Planned Parenthood officials on both sides of the state said they’re working to expand medication abortion access to other clinic locations while working within the parameters of a small physician team.
Missouri’s Republican Gov. Mike Kehoe called Zhang’s decision disappointing and dangerous.
“Abortion providers will no longer be held to basic standards that keep patients safe and hold clinics accountable,” he wrote on social media, calling on Missourians to support a November proposal that would again allow the state to ban abortion.
This debate over patient safety was at the heart of the January trial in Kansas City.
Attorneys with the state argued that the regulations are common sense and necessary to protect women. Attorneys with Planned Parenthood argued the laws had the effect of whittling down abortion access in Missouri until it was nearly nonexistent.
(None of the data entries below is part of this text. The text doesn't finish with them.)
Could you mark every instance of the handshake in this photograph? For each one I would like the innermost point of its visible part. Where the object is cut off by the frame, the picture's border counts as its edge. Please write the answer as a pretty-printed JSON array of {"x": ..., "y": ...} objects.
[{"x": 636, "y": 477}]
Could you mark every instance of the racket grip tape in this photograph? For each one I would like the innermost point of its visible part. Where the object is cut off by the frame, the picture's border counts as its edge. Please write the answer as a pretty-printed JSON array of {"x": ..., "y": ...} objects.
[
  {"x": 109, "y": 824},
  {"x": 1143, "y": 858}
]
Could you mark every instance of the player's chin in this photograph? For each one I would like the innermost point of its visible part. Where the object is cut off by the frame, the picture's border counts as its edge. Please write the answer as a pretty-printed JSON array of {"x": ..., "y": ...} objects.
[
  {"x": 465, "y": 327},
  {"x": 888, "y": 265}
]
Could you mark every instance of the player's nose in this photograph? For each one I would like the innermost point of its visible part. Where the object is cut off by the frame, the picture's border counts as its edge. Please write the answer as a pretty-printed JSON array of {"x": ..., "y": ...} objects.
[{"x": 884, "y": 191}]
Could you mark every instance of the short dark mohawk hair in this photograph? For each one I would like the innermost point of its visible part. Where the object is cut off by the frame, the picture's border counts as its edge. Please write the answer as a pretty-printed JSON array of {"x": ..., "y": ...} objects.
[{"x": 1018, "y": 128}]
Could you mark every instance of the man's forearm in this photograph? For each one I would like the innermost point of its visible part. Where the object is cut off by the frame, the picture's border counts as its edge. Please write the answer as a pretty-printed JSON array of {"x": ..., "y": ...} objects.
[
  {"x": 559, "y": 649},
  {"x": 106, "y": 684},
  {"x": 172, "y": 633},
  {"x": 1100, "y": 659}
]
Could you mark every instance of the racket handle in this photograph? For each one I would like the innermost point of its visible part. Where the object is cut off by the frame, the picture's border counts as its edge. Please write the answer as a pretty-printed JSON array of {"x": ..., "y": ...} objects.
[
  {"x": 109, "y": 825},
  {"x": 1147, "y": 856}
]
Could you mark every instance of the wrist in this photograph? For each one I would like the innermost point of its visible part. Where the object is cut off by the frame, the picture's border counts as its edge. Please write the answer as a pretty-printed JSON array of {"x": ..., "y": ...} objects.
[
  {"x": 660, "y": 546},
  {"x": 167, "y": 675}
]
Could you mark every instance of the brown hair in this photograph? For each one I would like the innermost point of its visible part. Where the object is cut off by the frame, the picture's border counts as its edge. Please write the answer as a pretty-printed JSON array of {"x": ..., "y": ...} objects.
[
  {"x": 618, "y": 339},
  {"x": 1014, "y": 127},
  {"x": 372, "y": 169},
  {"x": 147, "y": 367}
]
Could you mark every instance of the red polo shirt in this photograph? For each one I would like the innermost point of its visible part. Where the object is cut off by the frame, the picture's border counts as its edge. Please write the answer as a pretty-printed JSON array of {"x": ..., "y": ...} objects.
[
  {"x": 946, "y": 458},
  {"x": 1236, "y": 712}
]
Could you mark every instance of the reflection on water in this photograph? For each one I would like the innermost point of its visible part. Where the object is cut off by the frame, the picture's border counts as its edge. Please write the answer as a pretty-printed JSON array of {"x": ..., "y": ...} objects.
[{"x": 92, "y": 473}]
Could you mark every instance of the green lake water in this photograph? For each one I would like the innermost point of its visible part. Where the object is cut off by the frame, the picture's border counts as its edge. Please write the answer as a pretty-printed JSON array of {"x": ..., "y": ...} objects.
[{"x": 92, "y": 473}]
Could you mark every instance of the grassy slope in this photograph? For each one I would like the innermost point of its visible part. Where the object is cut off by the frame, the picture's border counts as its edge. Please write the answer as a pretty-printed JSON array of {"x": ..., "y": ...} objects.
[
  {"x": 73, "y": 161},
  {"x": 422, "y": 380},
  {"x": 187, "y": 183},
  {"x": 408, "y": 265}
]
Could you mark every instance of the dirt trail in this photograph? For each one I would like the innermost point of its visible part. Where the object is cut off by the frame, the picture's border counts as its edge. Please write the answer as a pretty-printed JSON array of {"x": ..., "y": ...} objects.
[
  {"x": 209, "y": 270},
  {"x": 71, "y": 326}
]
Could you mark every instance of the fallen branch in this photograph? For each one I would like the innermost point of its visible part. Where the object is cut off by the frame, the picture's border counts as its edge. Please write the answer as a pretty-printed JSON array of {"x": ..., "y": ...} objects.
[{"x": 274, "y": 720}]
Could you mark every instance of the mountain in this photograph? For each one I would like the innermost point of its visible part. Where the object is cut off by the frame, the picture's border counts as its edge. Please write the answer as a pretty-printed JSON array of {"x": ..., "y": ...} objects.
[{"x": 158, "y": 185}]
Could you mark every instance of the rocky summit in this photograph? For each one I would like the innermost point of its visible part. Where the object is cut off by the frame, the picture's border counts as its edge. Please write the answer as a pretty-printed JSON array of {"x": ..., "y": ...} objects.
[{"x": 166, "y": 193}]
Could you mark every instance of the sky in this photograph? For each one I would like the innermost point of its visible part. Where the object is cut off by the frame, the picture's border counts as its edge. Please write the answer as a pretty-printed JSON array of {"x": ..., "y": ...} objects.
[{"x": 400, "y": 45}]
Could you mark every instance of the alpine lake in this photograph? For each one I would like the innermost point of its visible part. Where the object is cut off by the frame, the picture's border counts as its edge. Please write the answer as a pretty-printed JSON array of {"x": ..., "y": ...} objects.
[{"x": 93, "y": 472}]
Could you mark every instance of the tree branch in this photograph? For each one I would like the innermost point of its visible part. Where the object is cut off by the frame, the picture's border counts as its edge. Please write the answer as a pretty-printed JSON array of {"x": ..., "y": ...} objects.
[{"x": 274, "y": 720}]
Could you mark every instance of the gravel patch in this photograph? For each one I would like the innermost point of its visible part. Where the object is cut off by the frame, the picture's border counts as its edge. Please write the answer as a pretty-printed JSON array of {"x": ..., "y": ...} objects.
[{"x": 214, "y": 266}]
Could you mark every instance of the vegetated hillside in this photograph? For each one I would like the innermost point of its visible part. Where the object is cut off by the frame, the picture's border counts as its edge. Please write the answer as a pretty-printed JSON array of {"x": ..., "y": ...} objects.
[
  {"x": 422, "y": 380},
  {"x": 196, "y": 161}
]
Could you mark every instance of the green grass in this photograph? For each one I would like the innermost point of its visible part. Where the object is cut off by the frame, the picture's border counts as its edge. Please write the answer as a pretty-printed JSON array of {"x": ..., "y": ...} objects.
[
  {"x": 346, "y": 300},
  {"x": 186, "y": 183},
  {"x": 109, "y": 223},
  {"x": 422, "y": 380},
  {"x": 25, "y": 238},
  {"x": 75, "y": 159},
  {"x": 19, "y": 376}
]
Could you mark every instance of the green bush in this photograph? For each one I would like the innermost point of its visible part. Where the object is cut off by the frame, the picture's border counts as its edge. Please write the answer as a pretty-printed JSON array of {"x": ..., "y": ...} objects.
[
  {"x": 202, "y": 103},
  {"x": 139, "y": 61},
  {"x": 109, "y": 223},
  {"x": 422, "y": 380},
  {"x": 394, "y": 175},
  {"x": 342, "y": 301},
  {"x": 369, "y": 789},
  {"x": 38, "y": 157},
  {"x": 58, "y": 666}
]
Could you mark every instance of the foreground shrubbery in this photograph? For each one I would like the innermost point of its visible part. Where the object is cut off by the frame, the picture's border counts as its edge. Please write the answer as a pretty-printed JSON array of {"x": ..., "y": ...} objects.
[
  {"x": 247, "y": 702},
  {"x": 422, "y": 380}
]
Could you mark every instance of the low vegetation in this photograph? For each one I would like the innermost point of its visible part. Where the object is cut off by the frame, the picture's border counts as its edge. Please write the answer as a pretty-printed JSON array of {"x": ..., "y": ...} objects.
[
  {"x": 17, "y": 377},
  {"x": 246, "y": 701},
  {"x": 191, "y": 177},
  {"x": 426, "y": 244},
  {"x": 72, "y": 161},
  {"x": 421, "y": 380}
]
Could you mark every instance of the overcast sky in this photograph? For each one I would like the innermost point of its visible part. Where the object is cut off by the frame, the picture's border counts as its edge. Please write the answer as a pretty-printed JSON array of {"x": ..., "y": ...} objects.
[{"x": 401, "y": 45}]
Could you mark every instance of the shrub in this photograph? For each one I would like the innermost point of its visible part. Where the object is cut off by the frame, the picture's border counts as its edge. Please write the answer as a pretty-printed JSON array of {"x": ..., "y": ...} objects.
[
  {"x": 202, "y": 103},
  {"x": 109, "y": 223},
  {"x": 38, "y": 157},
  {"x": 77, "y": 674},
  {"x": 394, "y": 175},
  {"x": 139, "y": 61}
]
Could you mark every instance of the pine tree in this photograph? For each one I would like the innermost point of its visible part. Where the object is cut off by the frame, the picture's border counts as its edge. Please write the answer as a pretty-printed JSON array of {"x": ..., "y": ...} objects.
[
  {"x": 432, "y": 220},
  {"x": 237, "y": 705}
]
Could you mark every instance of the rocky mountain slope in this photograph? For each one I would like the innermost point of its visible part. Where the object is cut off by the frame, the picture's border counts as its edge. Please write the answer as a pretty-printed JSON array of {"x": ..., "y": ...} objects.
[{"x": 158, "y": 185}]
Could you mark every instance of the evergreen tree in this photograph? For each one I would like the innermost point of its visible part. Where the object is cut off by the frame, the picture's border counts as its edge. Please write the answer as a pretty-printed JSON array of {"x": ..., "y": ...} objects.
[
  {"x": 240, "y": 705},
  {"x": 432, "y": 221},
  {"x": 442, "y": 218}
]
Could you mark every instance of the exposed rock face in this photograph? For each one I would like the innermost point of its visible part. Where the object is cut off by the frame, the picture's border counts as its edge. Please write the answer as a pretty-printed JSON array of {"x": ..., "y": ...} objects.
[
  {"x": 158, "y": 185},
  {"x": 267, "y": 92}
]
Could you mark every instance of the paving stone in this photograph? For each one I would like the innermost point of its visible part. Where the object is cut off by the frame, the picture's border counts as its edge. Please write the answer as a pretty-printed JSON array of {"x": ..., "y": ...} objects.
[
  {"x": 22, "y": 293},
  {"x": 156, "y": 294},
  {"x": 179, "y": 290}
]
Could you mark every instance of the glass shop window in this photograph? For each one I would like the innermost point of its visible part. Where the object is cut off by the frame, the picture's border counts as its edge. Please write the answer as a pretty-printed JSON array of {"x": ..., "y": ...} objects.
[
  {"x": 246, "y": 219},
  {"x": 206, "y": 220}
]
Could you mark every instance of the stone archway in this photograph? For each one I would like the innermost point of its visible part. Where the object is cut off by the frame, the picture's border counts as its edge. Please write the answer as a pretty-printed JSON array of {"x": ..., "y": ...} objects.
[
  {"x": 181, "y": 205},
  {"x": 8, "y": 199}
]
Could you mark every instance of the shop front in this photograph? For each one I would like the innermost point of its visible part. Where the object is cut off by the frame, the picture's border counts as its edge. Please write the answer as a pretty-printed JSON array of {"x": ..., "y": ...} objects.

Ten years ago, more than 5,000 abortions were performed in Missouri, according to data from the Missouri Department of Health and Senior Services. By 2020, with the enactment of additional regulations, that number dropped to 167.
In 2024, zero elective abortion took place in Missouri, but several thousand Missourians still ended their pregnancies by traveling to clinics in Illinois and Kansas.
Abortion complications were also debated at length during the January trial. Evidence presented to the court laid out that about 1% of the more than 53,000 Missourians who received abortions over the last 10 years in Illinois and Kansas experienced complications, ranging from infection to incomplete abortions to hemorrhaging.
Bleeding and cramping are expected side effects of both medication and procedural abortions.
In her decision, Zhang referenced some of these risks as part of her reasoning behind upholding the in-person dispensing requirement for mifepristone. She wrote that an in-person appointment “would allow medical professionals to better rule out an ectopic pregnancy” and determine gestational age before prescribing the medication.
Baum said Wednesday that she has mixed feelings about the ruling.
“There is this huge disconnect between feeling great relief and excitement,” she said. “And also just still disbelief that in 2026 we are still arguing about these things.”